In his letter to Munyeshyaka, Nourrichard, says “By Decree dated March 23, 2023, received last week, the Sovereign Pontiff Pope Francis, by his supreme and final decision which is not subject to any appeal, has dismissed in poenam from the clerical state Father Wenceslas Munyeshyaka, incardinated in the Archdiocese of Kigali (Rwanda) and currently residing in the Diocese of Evreux.”
“Father Wenceslas Munyeshyaka is exempt from all obligations arising from sacred ordination, automatically loses all the rights specific to the clerical state, is excluded from the exercise of the sacred ministry and cannot function as lector or acolyte, nor to drink communion nowhere.
“He should avoid places where his previous status is known.”
Bishop Nourrichard noted that the Pope’s decree took immediate effect on May 3.
However, the reason behind Pope Francis’s decision to dismiss Munyeshyaka from the clergy was not communicated in the letter.
A former vicar of Sainte Famille, Munyeshyaka is accused of taking part in killings in various parts of the capital and handing over Tutsi women who had sought refuge at his church to militiamen to be raped.

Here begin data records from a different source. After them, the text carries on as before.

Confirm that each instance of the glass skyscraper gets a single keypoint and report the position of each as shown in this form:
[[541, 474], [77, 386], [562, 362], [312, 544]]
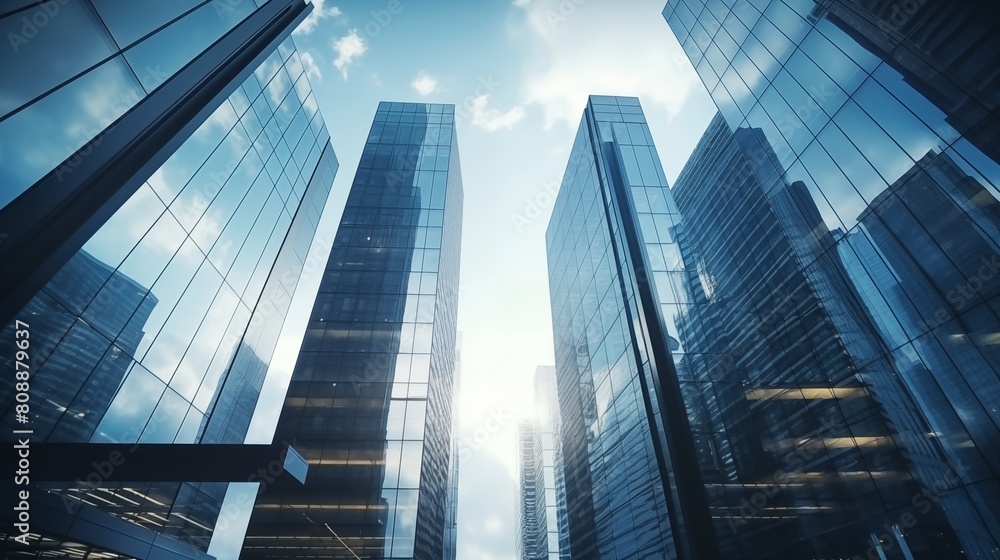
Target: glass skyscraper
[[370, 403], [633, 484], [543, 524], [531, 530], [164, 168], [840, 237]]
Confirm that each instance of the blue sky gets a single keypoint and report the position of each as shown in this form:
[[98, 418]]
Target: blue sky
[[519, 73]]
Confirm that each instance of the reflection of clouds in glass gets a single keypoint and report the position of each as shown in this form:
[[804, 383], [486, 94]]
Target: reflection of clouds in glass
[[112, 243], [206, 344], [42, 136], [221, 119], [131, 407]]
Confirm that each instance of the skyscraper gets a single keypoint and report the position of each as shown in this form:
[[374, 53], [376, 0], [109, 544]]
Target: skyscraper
[[870, 128], [542, 487], [800, 421], [369, 405], [532, 537], [164, 170], [633, 486]]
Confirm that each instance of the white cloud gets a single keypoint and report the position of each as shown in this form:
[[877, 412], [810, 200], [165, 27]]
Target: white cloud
[[349, 48], [320, 11], [424, 84], [635, 56], [309, 64], [492, 120]]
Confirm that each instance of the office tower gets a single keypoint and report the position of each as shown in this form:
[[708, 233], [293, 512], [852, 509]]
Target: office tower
[[532, 535], [451, 511], [633, 487], [369, 405], [543, 524], [164, 169], [800, 421], [877, 121]]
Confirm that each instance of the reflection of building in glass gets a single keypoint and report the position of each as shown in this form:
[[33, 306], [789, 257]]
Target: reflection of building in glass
[[955, 73], [544, 520], [532, 534], [633, 487], [80, 400], [370, 400], [451, 512], [882, 118], [178, 170], [779, 365]]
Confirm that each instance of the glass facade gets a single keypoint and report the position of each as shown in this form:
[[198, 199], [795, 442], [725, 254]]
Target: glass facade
[[543, 522], [160, 328], [838, 306], [632, 488], [532, 538], [64, 98], [370, 401]]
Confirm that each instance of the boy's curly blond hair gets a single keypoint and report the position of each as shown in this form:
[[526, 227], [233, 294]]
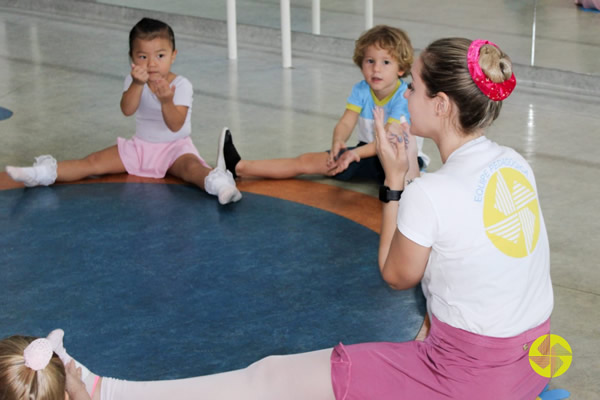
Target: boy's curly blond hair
[[394, 40]]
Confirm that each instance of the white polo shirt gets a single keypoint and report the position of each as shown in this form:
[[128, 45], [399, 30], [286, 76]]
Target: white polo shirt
[[489, 268]]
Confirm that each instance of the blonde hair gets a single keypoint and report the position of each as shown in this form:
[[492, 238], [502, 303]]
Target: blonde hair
[[19, 382], [394, 40], [445, 70]]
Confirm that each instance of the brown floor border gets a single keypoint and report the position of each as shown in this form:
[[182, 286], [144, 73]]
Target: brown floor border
[[358, 207]]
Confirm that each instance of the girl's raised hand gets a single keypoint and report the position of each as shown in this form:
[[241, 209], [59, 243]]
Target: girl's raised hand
[[391, 150], [139, 74], [162, 90]]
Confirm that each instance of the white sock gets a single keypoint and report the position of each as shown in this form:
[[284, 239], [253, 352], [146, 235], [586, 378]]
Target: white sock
[[220, 183], [293, 377], [43, 172], [56, 338]]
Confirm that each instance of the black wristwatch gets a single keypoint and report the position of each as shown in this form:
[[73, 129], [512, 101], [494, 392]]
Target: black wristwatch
[[386, 194]]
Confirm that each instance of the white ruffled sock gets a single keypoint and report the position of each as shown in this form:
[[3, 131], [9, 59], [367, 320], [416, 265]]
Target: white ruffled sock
[[220, 183], [42, 173]]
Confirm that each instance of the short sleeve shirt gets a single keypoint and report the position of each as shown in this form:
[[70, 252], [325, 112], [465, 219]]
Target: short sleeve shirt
[[489, 266], [362, 100], [149, 122]]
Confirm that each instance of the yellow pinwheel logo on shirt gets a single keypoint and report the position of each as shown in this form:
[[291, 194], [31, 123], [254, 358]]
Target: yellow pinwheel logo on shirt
[[550, 356], [511, 213]]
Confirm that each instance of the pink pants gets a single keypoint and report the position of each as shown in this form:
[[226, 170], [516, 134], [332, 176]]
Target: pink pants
[[450, 364]]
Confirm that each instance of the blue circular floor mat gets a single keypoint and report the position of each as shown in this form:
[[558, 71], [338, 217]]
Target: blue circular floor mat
[[154, 281]]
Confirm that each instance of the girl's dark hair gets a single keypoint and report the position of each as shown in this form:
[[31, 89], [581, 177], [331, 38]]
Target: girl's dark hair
[[444, 69], [148, 29]]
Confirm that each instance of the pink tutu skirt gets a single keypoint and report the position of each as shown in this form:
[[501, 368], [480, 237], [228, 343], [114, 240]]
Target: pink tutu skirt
[[153, 160], [449, 364]]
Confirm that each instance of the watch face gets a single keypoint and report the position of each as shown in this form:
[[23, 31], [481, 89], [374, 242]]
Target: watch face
[[386, 195]]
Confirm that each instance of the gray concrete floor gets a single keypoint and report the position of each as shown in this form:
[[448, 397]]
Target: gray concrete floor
[[62, 77]]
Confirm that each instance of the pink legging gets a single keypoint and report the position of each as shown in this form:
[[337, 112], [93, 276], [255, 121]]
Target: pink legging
[[294, 377]]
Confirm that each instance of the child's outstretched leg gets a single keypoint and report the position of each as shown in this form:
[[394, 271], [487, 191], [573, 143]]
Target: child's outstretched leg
[[293, 377], [46, 170], [217, 182], [41, 173], [89, 379], [278, 168]]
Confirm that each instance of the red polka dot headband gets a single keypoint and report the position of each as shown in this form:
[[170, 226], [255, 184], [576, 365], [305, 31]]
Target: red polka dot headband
[[495, 91]]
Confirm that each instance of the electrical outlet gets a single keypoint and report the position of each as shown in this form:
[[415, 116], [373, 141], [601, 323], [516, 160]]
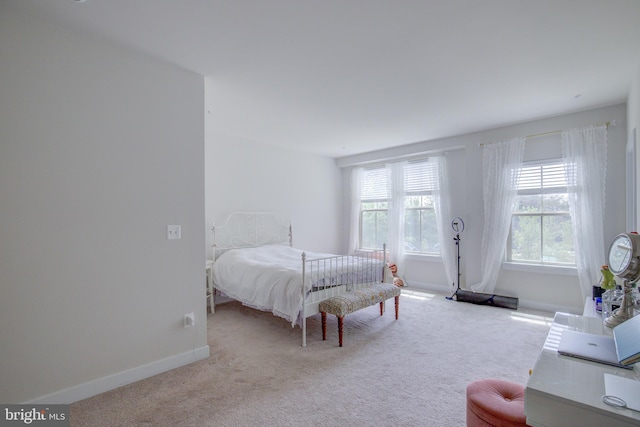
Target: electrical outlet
[[189, 320], [174, 232]]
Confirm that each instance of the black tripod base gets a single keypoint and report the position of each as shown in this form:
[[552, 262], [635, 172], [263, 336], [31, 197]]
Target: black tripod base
[[486, 299]]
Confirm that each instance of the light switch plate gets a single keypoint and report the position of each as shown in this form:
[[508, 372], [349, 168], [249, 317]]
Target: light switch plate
[[174, 232]]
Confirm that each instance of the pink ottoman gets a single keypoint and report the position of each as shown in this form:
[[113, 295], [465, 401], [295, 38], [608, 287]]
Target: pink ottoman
[[493, 402]]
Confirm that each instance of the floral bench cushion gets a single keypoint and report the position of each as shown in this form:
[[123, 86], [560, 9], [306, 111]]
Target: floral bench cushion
[[350, 302]]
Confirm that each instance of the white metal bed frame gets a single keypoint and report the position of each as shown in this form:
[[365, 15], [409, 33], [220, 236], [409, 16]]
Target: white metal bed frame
[[331, 275]]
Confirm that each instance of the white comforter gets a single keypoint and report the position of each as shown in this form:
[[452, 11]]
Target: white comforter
[[267, 278]]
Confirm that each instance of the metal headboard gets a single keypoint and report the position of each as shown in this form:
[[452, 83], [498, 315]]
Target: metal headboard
[[250, 229]]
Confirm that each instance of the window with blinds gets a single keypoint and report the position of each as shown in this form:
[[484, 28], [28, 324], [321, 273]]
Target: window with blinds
[[420, 226], [419, 180], [541, 229], [375, 194]]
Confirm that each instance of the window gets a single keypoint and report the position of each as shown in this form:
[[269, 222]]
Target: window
[[415, 194], [541, 228], [420, 226], [375, 186]]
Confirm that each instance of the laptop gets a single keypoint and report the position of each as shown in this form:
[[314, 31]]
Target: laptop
[[595, 348]]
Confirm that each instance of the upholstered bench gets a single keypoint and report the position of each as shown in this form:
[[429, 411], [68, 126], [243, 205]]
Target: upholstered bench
[[351, 302]]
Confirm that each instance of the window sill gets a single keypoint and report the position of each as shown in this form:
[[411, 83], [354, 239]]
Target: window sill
[[538, 268]]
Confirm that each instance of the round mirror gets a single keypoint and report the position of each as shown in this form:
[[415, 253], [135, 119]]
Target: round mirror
[[624, 257]]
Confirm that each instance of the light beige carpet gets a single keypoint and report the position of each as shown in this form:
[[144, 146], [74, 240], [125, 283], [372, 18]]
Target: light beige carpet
[[407, 372]]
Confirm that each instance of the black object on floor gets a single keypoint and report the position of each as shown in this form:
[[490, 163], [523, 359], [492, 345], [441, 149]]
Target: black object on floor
[[486, 299]]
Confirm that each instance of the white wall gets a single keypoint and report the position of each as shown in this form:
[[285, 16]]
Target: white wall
[[244, 175], [100, 148], [538, 290]]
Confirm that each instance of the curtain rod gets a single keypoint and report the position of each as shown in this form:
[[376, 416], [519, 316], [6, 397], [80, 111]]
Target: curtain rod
[[555, 132]]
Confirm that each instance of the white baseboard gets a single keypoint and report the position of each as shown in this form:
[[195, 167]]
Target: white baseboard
[[110, 382]]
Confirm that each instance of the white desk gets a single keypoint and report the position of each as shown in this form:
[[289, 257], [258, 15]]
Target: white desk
[[563, 391]]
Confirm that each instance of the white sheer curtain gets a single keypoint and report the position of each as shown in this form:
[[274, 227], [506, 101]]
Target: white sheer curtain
[[395, 244], [500, 164], [354, 235], [442, 203], [584, 152]]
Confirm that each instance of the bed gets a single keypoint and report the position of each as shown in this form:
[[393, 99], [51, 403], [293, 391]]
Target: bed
[[255, 263]]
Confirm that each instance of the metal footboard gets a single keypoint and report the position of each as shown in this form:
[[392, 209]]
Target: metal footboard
[[324, 278]]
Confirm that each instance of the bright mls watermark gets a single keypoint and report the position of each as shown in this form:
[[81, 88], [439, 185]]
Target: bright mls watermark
[[36, 415]]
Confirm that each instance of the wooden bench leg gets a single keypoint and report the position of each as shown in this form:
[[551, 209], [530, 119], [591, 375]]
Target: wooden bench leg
[[397, 305], [324, 325]]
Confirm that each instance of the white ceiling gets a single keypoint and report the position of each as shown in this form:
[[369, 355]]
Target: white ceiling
[[341, 77]]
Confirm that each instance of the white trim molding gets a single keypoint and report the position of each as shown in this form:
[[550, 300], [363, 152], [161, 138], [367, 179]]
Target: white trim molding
[[110, 382]]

Munyeshyaka is renowned for having been the priest who moved around with a gun and military attire during the Genocide and worked very closely with some of the key masterminds of Genocide, including the former mayor of Kigali, Col Tharcisse Renzaho, among others.
As reported in December 2021, Munyeshyaka had been suspended from clerical duties by Bishop Nourrichard, after it was found out that he had sired a son.
In 2006, Munyeshyaka was convicted of genocide crimes in absentia by Gacaca courts.
He faced more charges at the International Criminal Tribunal for Rwanda (ICTR), but the UN tribunal later referred his case to the French judiciary, which in 2015 dismissed it despite overwhelming evidence, attracting uproar from survivors of his crimes and the government of Rwanda.
Munyeshyaka remained in France where he continued to serve as a priest in different parishes, until his 2021 suspension by Nourrichard.